Resignation of Chief Executive Officer; Appointment of Interim Chief Executive
Officer
On August 1, 2022, Mr. Daniel DiPofi resigned from his position as Chief
Executive Officer of Twinlab Consolidated Holdings, Inc. (the "Company"),
effective immediately. Mr. DiPofi continues to serve as a director of the
Company. The Board of Directors of the Company unanimously accepted Mr. DiPofi'
s resignation and appointed Kyle Casey, the Company's current Chief Financial
Officer, as Interim Chief Executive Officer, effective immediately. In his
capacity as Interim Chief Executive Officer, Mr. Casey will succeed Mr. DiPofi
as the principal executive officer of the Company, while maintaining his
position as the principal financial officer.
Mr. Casey, age 39, joined the Company in April 2019 and served as the Company's
Controller prior to his appointment as interim Chief Financial Officer of the
Company, effective October 8, 2019. He was appointed Chief Financial Officer on
January 13, 2020. Before joining the Company, Mr. Casey was with Gulfstream
Park Racetrack and Casino from December 2015 through November 2018, most
recently serving as the Vice President of Finance. Prior to his employment with
Gulfstream Park Racetrack and Casino, Mr. Casey served as Chief Auditing
Officer for the Florida Department of Business and Professional Regulation from
March 2014 through December 2015. Mr. Casey holds a Bachelor of Science in
Accounting and Finance, as well as a Master of Science in Taxation, from
Florida State University. Mr. Casey is a licensed Certified Public Accountant.
There are no arrangements or understandings between Mr. Casey and any other
persons in connection with his appointment. There are no family relationships
between Mr. Casey and any director or executive officer of the Company, and Mr.
Casey is not a party to any transaction required to be disclosed pursuant to
Item 404(a) of Regulation S-K under the Securities Act of 1933, as amended.

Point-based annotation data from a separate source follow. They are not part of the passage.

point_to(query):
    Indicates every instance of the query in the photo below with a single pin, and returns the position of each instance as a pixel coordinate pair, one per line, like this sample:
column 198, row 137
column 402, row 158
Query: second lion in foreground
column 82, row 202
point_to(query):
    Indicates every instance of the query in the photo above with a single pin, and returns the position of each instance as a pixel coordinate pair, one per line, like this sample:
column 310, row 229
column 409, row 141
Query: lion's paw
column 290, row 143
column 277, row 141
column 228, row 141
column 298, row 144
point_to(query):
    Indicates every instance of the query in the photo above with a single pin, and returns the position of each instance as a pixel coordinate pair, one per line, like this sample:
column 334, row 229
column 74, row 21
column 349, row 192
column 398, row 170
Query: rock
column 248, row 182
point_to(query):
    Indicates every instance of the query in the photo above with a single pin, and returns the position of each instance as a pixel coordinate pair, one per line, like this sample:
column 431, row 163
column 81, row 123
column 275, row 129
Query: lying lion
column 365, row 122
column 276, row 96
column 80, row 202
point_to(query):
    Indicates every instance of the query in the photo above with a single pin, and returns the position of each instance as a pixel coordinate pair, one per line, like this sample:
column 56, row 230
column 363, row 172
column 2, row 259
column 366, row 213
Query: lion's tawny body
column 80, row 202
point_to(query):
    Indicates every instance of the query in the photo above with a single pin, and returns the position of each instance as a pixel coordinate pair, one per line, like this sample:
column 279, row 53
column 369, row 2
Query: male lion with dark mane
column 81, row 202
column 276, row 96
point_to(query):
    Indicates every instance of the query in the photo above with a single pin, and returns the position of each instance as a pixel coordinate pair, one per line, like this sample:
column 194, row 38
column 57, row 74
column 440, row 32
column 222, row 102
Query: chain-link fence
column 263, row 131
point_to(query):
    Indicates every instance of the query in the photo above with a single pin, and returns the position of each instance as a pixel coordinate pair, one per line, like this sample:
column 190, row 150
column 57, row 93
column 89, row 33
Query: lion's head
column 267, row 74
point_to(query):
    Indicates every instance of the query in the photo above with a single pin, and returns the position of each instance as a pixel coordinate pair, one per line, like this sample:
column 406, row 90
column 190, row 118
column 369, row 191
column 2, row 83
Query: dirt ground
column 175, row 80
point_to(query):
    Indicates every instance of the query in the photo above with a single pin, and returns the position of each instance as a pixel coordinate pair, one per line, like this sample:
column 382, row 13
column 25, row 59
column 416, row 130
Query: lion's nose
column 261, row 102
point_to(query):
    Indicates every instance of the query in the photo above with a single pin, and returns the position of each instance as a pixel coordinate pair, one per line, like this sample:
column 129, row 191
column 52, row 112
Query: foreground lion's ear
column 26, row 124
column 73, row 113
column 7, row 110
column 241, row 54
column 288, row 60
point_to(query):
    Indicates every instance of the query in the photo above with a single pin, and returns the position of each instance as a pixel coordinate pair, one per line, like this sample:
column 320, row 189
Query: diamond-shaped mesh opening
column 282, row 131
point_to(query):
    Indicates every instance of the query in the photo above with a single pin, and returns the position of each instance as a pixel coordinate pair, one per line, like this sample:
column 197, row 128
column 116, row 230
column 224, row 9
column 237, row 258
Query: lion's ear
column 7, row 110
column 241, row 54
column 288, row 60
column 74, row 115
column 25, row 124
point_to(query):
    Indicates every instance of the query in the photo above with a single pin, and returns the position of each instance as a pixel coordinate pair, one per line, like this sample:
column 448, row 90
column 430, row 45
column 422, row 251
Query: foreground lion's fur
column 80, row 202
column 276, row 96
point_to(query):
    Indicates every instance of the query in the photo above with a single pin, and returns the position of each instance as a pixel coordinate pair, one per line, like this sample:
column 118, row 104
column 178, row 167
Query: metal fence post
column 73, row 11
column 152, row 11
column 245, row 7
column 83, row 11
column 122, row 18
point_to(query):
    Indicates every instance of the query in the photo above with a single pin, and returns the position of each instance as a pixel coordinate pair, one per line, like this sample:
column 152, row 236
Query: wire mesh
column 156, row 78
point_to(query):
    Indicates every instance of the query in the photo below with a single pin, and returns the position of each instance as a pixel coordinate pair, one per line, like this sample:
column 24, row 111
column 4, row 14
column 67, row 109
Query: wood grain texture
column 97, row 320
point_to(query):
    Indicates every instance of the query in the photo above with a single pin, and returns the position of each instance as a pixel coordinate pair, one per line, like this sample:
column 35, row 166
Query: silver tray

On August 26, 2022, at a special meeting of the Board of Directors of the
Company, the Board of Directors of the Company discussed the modification of
Mr. Casey's salary in recognition of his additional duties as Interim Chief
Executive Officer. The Company has not entered into an employment agreement
with Mr. Casey in his capacity as Interim Chief Executive Officer and Chief
Financial Officer, but the Board of Directors of the Company unanimously
approved that his compensation be modified so that, effective August 1, 2022,
he will receive an annual base salary of $345,000, until such time as a
permanent Chief Executive Officer is elected, at which time Mr. Casey's salary
will revert to $262,000, his prior salary as Chief Financial Officer.